Before I go further, I should say that I always struggled with identifying as a business owner or entrepreneur. Imposter syndrome followed me everywhere. And while I enjoy movement and played sports, I am by no means a natural athlete. My feet are flat, my knees and hips stage daily protests. I’m not particularly graceful.
I always wanted to be a runner, though. I wanted to be able to put on my sneakers and disappear into rhythm, anywhere.
A few years ago, at dinner during a particularly dark period, a friend of Mary's mentioned that running saved her life. Got her through a depression that felt like drowning. I laughed internally, nothing helps my depression, I thought. But something about the way she said it made me think.
So I went for a run.
It was ugly. I stumbled through my neighborhood. I was wildly sore the next day, every muscle in my body questioning why I decided to do that in the first place.
But I kept going.
For three years, I ran at least three days a week. Slowly, I worked up to 6.2 miles, otherwise known as a 10K. And while I never ran a race, I claimed that distance as my own small victory. Each one a conversation between my stubborn will and my reluctant body. Eventually it felt easier, though never easy.
Running became a ritual. A place I could untangle my thoughts and find myself in my body. Each run felt different. Some days fluid, some days impossible. My mantra became: "I've done harder things."
And I had. Most of those harder things were wrestling with my own mental health and navigating a business. Putting myself out there day after day. Hiring and firing. Swallowing rejection regularly. Being asked with barely concealed skepticism who actually ran my business (because surely someone with a BFA couldn't possibly). I was running endlessly uphill. But, I couldn’t stop because stopping meant letting too many people down. It felt like admitting defeat.
The hardest thing was deciding to close. To finally stop running that endless race.
Then, on May 13th I gave birth to my son. I can truly say now that I’ve done harder things, both mentally and physically. Now I am attempting to coax my new body back into motion, misaligned pelvis and all. I haven't managed much running yet.

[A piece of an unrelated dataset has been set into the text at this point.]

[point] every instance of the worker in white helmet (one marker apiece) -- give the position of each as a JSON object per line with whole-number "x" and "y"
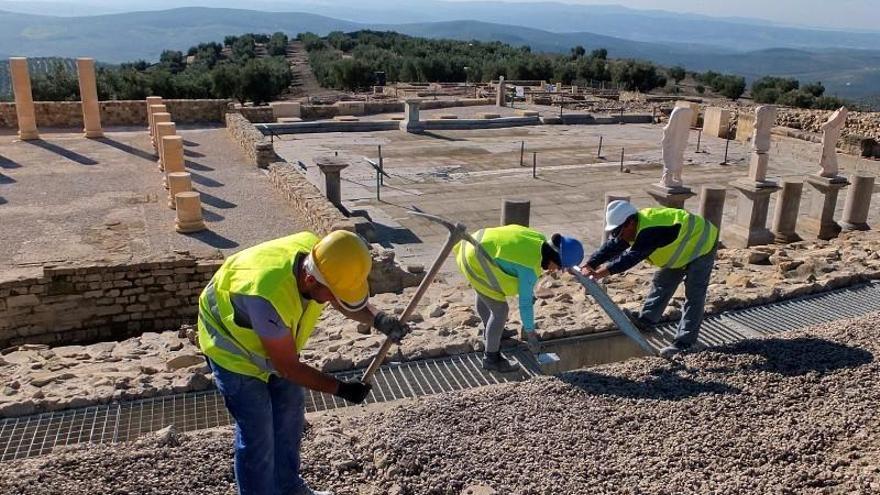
{"x": 255, "y": 317}
{"x": 680, "y": 243}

And here's the thing: How is it that I spent twelve years running an endless sprint, chasing a finish line that kept moving, and all I want now is to get back to a place where I can intentionally run to nowhere?
Maybe the difference is that in business, I was often running from something: failure, judgment, the fear that I wasn't enough. Now I want to run to nothing in particular. To run for the feeling of it. To run not because I have to, but because I want to.
To run anywhere, to run to nowhere, to be in my body. Which might be the only destination that actually matters.